Makassar, Pertumbuhan ekonomi Provinsi Sulawesi Selatan (Sulsel) mengalami perlambatan signifikan pada triwulan II-2025. Berdasarkan data terbaru, ekonomi Sulsel hanya tumbuh 4,94 persen secara tahunan (year-on-year).
Angka ini lebih rendah dibanding periode yang sama tahun lalu, meski secara kumulatif semester I-2025 masih mencatatkan pertumbuhan 5,35 persen.
Jika dibandingkan dengan triwulan sebelumnya (quarter-to-quarter), ekonomi Sulsel sempat tumbuh 7,39 persen. Namun, capaian tersebut tetap dianggap mengkhawatirkan karena menempatkan Sulsel di urutan ke-22 dari 38 provinsi di Indonesia, peringkat terendah sepanjang sejarah.
Bukan Lagi Episentrum Indonesia Timur
Posisi Sulsel sebagai motor penggerak ekonomi Kawasan Timur Indonesia (KTI) kini mulai dipertanyakan. Data menunjukkan, Maluku Utara justru tampil sebagai episentrum baru dengan pertumbuhan ekonomi fantastis sebesar 32,09 persen.

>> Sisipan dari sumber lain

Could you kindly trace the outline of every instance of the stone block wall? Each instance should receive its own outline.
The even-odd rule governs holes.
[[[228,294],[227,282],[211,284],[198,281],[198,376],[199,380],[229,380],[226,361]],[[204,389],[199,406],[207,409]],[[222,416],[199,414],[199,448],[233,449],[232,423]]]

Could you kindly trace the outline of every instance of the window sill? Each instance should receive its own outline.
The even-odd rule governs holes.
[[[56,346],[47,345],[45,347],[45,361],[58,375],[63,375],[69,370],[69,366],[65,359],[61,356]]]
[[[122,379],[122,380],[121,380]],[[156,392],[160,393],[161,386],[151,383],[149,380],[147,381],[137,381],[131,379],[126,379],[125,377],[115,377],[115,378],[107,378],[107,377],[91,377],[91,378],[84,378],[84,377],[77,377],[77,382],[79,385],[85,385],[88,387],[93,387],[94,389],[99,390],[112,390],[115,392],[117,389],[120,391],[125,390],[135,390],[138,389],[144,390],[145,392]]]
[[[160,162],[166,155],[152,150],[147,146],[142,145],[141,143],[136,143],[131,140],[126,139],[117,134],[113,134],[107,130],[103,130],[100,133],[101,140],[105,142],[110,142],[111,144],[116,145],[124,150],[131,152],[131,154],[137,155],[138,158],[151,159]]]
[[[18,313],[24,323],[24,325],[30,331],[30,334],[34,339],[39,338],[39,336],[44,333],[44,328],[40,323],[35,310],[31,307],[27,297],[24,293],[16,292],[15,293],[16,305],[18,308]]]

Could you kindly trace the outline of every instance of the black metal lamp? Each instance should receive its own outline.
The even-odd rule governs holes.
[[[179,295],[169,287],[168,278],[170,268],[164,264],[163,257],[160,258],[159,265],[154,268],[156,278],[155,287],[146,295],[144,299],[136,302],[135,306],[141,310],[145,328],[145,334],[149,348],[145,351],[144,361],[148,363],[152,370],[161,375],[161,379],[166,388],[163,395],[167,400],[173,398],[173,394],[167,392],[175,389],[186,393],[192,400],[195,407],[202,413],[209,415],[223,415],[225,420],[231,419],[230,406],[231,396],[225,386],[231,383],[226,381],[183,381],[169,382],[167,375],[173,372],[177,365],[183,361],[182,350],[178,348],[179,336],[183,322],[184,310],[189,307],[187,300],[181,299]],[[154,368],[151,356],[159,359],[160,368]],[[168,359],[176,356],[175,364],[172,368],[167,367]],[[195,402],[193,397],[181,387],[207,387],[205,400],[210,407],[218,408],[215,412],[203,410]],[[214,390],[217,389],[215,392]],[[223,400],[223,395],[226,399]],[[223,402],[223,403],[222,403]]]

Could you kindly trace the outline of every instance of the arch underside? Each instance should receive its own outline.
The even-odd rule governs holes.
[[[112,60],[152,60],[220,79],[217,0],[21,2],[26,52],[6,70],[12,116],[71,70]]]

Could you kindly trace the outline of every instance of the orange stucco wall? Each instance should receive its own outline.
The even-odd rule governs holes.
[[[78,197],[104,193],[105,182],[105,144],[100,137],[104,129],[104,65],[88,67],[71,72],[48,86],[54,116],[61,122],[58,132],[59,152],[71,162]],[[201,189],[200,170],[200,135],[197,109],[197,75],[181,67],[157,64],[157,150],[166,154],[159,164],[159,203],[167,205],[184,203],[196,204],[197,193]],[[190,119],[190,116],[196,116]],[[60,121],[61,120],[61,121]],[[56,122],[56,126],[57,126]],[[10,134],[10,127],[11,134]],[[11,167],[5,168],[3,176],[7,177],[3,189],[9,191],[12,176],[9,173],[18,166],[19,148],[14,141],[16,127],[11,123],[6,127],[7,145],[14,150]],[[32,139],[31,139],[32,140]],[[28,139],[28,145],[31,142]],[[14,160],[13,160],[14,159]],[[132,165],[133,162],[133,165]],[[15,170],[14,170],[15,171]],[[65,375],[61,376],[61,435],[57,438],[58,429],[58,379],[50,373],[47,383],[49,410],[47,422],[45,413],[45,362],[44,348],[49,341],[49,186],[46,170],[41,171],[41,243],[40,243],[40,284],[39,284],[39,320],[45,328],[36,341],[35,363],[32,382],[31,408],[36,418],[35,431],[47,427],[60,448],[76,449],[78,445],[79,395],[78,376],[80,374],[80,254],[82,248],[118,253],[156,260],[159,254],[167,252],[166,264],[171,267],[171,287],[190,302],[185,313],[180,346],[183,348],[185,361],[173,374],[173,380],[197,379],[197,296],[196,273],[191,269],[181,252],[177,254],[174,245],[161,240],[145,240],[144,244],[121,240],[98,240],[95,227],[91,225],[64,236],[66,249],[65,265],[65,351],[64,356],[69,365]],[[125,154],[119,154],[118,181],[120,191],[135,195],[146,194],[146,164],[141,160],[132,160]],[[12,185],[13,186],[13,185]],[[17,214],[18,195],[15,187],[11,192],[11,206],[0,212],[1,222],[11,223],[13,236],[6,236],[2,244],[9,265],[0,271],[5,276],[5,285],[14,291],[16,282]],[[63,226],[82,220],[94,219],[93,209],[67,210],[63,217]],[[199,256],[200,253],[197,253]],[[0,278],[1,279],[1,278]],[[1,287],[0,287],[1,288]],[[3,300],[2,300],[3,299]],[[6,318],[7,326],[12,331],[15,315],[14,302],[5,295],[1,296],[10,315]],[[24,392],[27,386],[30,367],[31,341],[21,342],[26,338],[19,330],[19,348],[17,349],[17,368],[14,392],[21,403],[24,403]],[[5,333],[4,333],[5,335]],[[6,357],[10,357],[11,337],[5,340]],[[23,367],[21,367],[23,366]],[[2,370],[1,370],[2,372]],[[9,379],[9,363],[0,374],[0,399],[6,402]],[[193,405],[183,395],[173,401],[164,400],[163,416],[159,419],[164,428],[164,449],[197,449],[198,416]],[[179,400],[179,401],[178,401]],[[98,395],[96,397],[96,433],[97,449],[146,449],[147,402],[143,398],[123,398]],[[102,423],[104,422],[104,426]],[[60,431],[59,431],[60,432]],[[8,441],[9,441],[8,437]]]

Di level Pulau Sulawesi, Sulsel bahkan berada di posisi paling buncit. Sulawesi Tengah, misalnya, berhasil mencatat pertumbuhan 7,95 persen dan menduduki peringkat kedua secara nasional.
Kondisi ini menunjukkan menurunnya daya saing Sulsel dibanding provinsi tetangga.
Sektor Penopang dan Tantangan
Dari sisi produksi, pertumbuhan ekonomi Sulsel pada triwulan II-2025 ditopang oleh beberapa sektor, yaitu:
Industri Pengolahan tumbuh 6,74 persen
Perdagangan 5,92 persen
Konstruksi 5,83 persen
Namun, kontribusi sektor-sektor tersebut dinilai belum mampu mengangkat kinerja ekonomi secara signifikan. Sektor pertanian memang masih menjadi penyangga utama berkat luasnya lahan persawahan dan perkebunan, tetapi kebijakan yang tidak fokus membuat potensi besar ini belum teroptimalkan.
Daya Beli dan Inflasi
Ekonom menilai, perlambatan pertumbuhan ekonomi Sulsel banyak dipengaruhi oleh melemahnya permintaan domestik. Daya beli masyarakat tertekan oleh tingginya harga kebutuhan pokok dan inflasi pangan yang fluktuatif.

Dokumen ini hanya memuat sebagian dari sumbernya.